Circulation of a flow field around circle (x-1)^2+(y-6)^2=4

[MichielM]

Homework Statement

A flow field on the xy-plane has the velocity components
$$u=3x+y$$
$$v=2x-3y$$

Show that the circulation around the circle $$(x-1)^2+(y-6)^2=4$$ equals $$4\pi$$

Homework Equations

The circulation $$\Gamma$$ around a closed contour is:
$$\Gamma=\int_C\vec{u}\cdot d\vec{s}$$

The Attempt at a Solution

Because the contour of investigation is a circle, a parametrisation of the form $$x=1+4\cos\theta, y=6+4\sin\theta$$ should help.
The circulation then can be calculated as:

$$\Gamma=\int_0^{2\pi} \vec{u} \sqrt{\left(\frac{\partial x}{\partial \theta}{\right)^2+\left(\frac{\partial y}{\partial \theta}{\right)^2} d\theta$$

Calculating the root yields 2 so:
$$\Gamma=\int_0^{2\pi} 2 \vec{u} d\theta$$
To get $$4\pi$$ out of this, $$\vec{u}$$ should 1, but this is the point where I don't know how to show/calculate that. The integration of the vector is the point where I get stuck. Any help is welcome!

 

[gabbagabbahey]

Because the contour of investigation is a circle, a parametrisation of the form $$x=1+4\cos\theta, y=6+4\sin\theta$$ should help.

Careful, the radius of the circle $(x-1)^2+(y-6)^2=4$ is $2$[, not $4$.
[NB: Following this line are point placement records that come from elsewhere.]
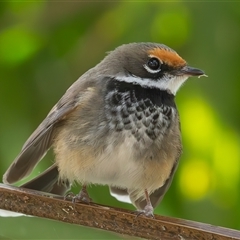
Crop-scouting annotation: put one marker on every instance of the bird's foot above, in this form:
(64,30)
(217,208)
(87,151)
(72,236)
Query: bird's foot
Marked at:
(147,211)
(82,196)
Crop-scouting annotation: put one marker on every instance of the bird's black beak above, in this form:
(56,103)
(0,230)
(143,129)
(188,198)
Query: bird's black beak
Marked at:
(190,71)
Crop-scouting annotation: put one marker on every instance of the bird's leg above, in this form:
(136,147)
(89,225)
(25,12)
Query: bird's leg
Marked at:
(82,196)
(148,209)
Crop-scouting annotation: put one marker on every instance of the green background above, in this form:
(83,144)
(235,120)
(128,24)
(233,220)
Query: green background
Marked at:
(46,46)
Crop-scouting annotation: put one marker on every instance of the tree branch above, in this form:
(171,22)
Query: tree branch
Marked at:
(110,219)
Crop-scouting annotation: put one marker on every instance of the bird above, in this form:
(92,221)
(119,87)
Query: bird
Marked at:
(117,125)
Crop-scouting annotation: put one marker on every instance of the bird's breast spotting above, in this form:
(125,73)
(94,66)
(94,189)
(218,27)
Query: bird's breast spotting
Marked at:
(139,111)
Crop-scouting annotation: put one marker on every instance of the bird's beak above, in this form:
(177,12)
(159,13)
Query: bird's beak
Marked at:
(190,71)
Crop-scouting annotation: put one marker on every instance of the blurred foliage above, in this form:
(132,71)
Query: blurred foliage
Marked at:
(45,46)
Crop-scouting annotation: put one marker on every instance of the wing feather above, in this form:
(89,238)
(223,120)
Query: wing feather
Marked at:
(42,138)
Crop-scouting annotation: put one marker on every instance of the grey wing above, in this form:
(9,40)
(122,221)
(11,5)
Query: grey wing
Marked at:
(41,140)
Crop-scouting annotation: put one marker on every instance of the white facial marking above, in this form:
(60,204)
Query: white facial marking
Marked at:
(167,82)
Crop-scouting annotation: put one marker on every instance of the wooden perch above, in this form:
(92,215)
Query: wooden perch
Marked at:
(107,218)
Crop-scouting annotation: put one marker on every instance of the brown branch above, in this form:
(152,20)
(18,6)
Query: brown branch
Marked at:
(111,219)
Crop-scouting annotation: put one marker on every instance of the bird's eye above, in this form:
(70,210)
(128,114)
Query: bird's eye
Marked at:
(153,65)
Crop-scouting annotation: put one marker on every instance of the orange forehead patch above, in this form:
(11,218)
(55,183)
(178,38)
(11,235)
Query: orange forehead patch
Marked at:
(168,57)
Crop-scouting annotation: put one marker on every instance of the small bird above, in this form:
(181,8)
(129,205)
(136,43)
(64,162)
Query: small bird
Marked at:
(117,125)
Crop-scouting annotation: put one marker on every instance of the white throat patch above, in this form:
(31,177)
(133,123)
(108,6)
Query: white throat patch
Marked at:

The circulation then can be calculated as:

$$\Gamma=\int_0^{2\pi} \vec{u} \sqrt{\left(\frac{\partial x}{\partial \theta}{\right)^2+\left(\frac{\partial y}{\partial \theta}{\right)^2} d\theta$$

$\sqrt{\left(\frac{\partial x}{\partial \theta}\right)^2+\left(\frac{\partial y}{\partial \theta}\right)^2} d\theta$ only gives the magnitude of the vector $d\textbf{s}$.

$$d\textbf{s}=dx\textbf{i}+dy\textbf{j}=\left(\frac{dx}{d\theta}\right)d\theta\textbf{i}+\left(\frac{dy}{d\theta}\right)d\theta\textbf{j}$$

(Since $x$ and $y$ depend only on $\theta$ for this curve)

 

[MichielM]

Careful, the radius of the circle $(x-1)^2+(y-6)^2=4$ is $2$[, not $4$.
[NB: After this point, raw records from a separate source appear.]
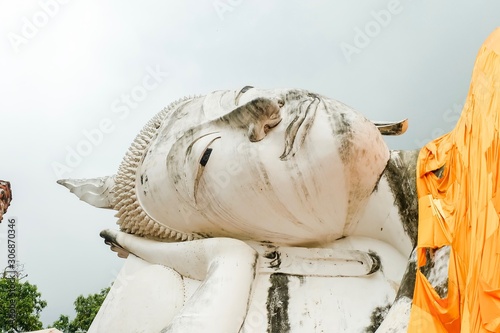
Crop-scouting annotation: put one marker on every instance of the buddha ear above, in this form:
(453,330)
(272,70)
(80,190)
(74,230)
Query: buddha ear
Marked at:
(392,128)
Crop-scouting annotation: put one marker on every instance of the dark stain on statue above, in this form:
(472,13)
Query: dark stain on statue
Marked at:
(278,298)
(275,258)
(377,317)
(401,175)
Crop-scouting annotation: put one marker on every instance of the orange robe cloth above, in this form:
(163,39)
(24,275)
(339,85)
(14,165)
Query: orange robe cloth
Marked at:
(461,209)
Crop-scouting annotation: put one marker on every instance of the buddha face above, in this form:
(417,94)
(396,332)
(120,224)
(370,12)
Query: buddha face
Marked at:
(286,166)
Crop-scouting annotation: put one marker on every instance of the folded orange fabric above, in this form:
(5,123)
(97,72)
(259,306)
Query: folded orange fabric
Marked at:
(461,209)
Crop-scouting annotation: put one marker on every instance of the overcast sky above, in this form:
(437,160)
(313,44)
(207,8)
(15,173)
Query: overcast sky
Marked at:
(79,79)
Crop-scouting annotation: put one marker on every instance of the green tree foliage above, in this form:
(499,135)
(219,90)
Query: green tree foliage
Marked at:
(20,306)
(86,309)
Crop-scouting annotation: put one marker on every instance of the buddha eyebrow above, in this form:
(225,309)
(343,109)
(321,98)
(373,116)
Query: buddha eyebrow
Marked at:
(205,157)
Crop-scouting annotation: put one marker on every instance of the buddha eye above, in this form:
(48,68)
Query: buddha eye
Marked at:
(242,91)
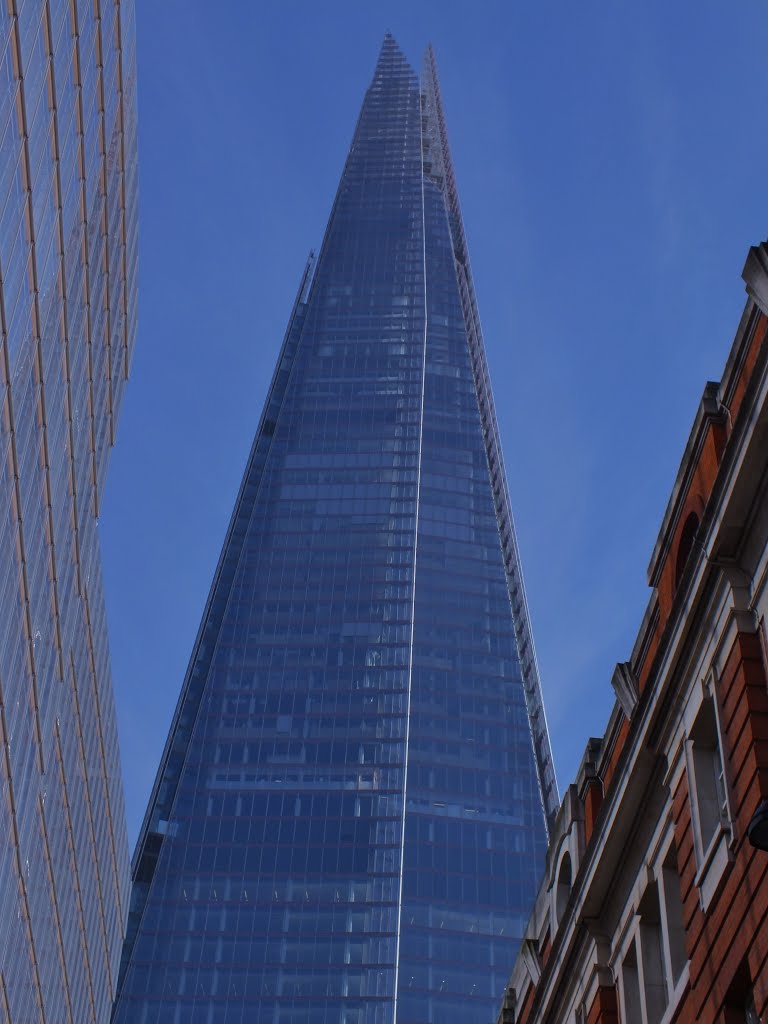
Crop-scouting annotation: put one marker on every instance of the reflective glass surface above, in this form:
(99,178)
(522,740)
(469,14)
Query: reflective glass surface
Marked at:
(347,824)
(68,271)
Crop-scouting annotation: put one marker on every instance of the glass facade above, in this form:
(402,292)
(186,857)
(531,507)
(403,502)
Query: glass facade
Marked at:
(348,822)
(68,311)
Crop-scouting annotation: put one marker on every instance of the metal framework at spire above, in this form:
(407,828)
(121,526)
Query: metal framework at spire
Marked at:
(438,167)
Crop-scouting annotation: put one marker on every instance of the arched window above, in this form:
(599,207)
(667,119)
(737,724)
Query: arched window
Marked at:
(562,891)
(690,527)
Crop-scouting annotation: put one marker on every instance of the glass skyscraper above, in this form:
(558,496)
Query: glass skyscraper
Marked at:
(68,310)
(348,824)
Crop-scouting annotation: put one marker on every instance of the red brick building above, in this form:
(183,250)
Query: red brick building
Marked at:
(654,905)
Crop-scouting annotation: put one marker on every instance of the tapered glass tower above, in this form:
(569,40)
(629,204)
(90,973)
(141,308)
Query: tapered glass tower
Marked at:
(349,819)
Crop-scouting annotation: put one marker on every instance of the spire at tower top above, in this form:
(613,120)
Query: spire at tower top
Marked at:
(391,55)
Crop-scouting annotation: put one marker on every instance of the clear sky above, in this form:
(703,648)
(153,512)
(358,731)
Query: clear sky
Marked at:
(611,165)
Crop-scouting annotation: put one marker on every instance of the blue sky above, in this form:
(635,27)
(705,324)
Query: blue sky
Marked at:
(611,165)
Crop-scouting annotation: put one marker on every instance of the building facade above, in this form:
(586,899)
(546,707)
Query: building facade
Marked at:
(68,283)
(348,822)
(653,903)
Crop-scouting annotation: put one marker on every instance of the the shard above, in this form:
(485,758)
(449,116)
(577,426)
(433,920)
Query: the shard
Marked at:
(348,822)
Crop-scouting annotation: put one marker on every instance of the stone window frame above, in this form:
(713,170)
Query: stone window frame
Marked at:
(712,843)
(633,952)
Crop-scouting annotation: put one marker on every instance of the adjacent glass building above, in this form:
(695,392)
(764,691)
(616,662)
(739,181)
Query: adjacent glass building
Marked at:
(68,312)
(348,824)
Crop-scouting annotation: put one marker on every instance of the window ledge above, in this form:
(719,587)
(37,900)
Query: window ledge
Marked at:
(714,864)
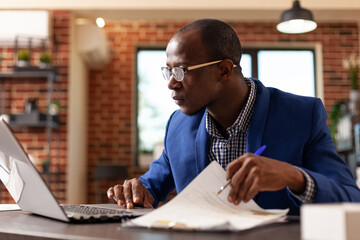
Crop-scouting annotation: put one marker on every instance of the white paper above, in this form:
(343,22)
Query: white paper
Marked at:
(198,207)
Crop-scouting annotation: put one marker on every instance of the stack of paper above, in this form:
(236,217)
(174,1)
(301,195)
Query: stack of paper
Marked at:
(198,207)
(338,221)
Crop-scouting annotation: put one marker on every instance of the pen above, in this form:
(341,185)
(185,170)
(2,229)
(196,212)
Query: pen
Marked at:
(258,152)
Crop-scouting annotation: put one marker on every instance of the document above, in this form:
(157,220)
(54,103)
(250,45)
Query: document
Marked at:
(198,207)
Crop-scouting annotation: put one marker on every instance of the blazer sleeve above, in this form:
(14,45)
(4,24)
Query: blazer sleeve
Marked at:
(332,176)
(159,178)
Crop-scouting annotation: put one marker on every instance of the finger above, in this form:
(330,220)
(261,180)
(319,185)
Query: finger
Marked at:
(246,184)
(136,192)
(110,192)
(118,195)
(128,194)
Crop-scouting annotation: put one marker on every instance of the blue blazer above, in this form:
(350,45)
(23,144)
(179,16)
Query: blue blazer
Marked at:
(293,128)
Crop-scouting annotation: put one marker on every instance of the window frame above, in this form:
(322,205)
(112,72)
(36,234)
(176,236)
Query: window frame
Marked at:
(315,48)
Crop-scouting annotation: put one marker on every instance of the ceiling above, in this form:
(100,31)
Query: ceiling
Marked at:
(247,10)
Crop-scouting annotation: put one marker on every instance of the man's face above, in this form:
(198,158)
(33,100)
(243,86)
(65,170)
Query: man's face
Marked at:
(199,86)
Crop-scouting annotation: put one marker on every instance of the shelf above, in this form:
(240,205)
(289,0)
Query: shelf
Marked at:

Oops, little to quick in my steps. So instead of 4 i take 2 in those equations.

I think I got it now:

$$d\textbf{s}=dx\textbf{i}+dy\textbf{j}=\left(\frac{ dx}{d\theta}\right)d\theta\textbf{i}+\left(\frac{d y}{d\theta}\right)d\theta\textbf{j}=-2\sin \theta d\theta\textbf{i}+2\cos \theta d\theta\textbf{j}$$

Also performing the transformation for u yields:
$$\vec{u}=(3x+y)\vec{i}+(2x-3y)\vec{j}=(9+6\cos\theta+2\sin\theta)\vec{i}+(-16+4\cos\theta-6\sin\theta)\vec{j}$$

Plugging everything into the integral and taking boundaries 'full-circle' I get:
$$\Gamma=\int_0^{2\pi}-2\sin(\theta)(9+6\cos\theta+2\sin\theta)d\theta\vec{i}+2\cos(\theta)(-16+4\cos\theta-6\sin\theta)d\theta\vec{j}$$

Taking the integrals there are only 2 terms which don't completely cancel, the terms coming from the integration of $$\sin^2(\theta)$$ and $$\cos^2(\theta)$$ which add up to $$\Gamma=-4\pi \vec{i}+8\pi \vec{j}$$. Adding up this yields $$4\pi$$ but how come I can just add those two component up? Because I integrated both parts to the same parameter?

 

[rs1n]

$$\Gamma=\int_0^{2\pi}-2\sin(\theta)(9+6\cos\theta+2\sin\theta)d\theta\vec{i}+2\cos(\theta)(-16+4\cos\theta-6\sin\theta)d\theta\vec{j}$$

The integrand is a dot product. If you compute the dot product of $\mathbf{u}\cdot \mathbf{v}$ you should get a scalar, not a vector.

$$(u_1 \vec{\mathbf{i}} + u_2 \vec{\mathbf{j}}) \cdot (v_1 \vec{\mathbf{i}} + v_2 \vec{\mathbf{j}}) = u_1 v_1 + u_2 v_2$$

Everything else you did is fine. You just have extra $\vec{\mathbf{i}}$'s and $\vec{\mathbf{j}}$ where there should be none.

 

[MichielM]

ah I see, thanks! My vector algebra has become a bit rusty in the last years.